We were in Las Vegas for the weekend. We weren’t there to gamble, drink, party—in fact the hotel we stayed in didn’t have a casino or smoking area attached, of which we were thankful.

"The only way we can truly show love to those who disagree with us is through God’s love."

“The end is near,” the man shouted. Well, that was something I did agree with.
As the escalator brought us closer to the man and his group a thousand things ran through my mind. I wanted to go up to him and say that he didn’t know anyone there or their reasons for being there so how could he be sure they were damned. I wanted to say, “Jesus loves you, mate  . . . and everyone here.” But I didn’t. I chickened out. Instead, we got off the escalator and kept walking like everyone else, pretending to ignore him as he kept shouting.

What struck me was the thought that all of these people, no matter their reasons for being there, were loved by God and made in His image.
I was reminded of this incident the other day as I watched another situation unfold on my newsfeed.

Recently,  Pasadena Seventh-day Adventist Church in California planned a screening of the documentary Journey Interrupted—featuring interviews with a group of people who identify as Adventist but also have same-sex attractions—presented by the independent ministry ‘Coming Out’ ministries. According to the film’s publicity material, many of those interviewed have made a commitment with God’s help not to act on their attractions.*

A petition calling for the church to cancel the screening did the rounds. The story was national news in America and international news online.

Pasadena pastor holds flag at protest, while flag owner has a pit stop.
Pasadena pastor holds flag at protest, while flag owner has a pit stop.

The day passed peacefully but Pasadena’s response was surprising.

The church went ahead with the program. The protesters picketed. A similar petition and campaign saw representatives of ‘Coming Out’ ministries banned from a trip they were planning to the United Kingdom.

Church members could have bowed to the media pressure and cancelled the event.
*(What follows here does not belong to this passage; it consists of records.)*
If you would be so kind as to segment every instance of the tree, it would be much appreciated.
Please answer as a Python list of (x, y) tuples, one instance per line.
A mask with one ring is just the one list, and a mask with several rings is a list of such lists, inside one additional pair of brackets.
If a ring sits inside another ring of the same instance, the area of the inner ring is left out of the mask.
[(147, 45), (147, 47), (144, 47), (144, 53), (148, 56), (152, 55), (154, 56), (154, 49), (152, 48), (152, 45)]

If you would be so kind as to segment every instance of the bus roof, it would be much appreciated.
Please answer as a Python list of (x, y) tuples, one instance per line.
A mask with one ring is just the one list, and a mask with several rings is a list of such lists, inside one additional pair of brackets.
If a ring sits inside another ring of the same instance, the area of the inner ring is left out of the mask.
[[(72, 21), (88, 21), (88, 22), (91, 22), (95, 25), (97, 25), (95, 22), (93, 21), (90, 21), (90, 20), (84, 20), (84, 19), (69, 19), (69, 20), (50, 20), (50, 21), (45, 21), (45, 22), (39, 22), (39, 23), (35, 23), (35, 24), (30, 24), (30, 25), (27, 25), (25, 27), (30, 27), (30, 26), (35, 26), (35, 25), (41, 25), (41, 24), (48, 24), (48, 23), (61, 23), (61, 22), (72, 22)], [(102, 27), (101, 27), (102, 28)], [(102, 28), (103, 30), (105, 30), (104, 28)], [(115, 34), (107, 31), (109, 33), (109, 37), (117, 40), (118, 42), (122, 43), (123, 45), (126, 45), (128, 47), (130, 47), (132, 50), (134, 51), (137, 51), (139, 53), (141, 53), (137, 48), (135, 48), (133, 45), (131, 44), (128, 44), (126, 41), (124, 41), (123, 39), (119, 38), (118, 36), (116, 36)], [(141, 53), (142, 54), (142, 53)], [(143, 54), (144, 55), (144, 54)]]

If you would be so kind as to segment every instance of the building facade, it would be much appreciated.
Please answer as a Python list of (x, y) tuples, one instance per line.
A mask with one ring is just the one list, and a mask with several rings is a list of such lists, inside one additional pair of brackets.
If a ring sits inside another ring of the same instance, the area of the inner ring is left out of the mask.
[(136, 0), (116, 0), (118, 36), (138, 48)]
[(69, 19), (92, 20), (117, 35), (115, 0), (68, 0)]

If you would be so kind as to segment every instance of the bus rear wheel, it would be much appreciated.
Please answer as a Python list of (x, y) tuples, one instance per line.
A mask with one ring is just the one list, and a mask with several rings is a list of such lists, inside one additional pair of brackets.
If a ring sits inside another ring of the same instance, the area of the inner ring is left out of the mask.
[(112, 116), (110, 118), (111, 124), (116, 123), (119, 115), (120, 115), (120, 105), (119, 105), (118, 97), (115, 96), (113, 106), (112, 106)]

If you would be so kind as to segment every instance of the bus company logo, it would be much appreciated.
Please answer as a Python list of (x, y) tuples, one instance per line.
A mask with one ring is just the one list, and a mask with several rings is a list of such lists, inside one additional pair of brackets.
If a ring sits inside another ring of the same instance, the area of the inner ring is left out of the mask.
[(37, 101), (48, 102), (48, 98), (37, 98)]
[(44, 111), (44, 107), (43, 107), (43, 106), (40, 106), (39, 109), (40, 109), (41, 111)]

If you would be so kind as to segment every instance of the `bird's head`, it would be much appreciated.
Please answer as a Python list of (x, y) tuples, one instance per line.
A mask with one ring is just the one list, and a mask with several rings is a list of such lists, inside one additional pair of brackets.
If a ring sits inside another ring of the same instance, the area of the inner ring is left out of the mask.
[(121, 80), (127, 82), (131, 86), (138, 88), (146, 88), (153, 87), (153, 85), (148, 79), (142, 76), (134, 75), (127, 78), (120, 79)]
They could have shied away from the press, staying inside the church, drawing the blinds and bunkering down to weather the storm.

Instead they were positive and proactive. They distributed pastries and drinks to the protestors. They offered them lunch and even held their banners while they used the church’s bathroom facilities. The pastor and the Know His Love leaders went out and spoke to the protestors.

Interestingly, I could not find any media coverage of the church’s loving response. As with most things in the media, once the promise of conflict had gone it was on to the next drama.

“This is what ministry is all about,” said Wayne Blakely, one of the film’s participants and event organiser told me via email. “Seeking to agree where possible and treating one another with kindness.”

“It was an amazing day.  It was handled the way any Adventist church faced with opposition should handle this kind of situation.”

Wayne Blakely with protestor holding "Honk 4 love" sign.
Wayne Blakely with protestor holding “Honk 4 love” sign.

For me, there are some obvious lessons to be drawn from these two experiences.
Firstly, belligerence will turn away even those who are sympathetic or open to your message. The media wants drama but the Bible tells us “a soft answer turns away wrath” (Proverbs 15).

Unfortunately, in this day and age, dialogue is being shut down. There are no arguments left to make that will be listened to or accepted. We must open the dialogue and understand the arguments and agendas that abound. Too often we worry what people will think or how we’ll be perceived in the media. Pasadena showed us an excellent example.

We must hold firm to our convictions while demonstrating the love of Jesus in a practical way (not just talking about it).

Love cuts through the rhetoric. Actions speak louder than words. The only way we can truly show love to those who disagree with us is through God’s love. Only by being filled with His love can we impact this world.

As Christians we are rendered ineffective when we don’t love people enough to stand fully by our convictions. Love that doesn’t care what others think, doesn’t seek it’s own agenda but puts everything at risk for God and others. There is no argument against that.


* I have not yet seen the movie or any presentations by the group.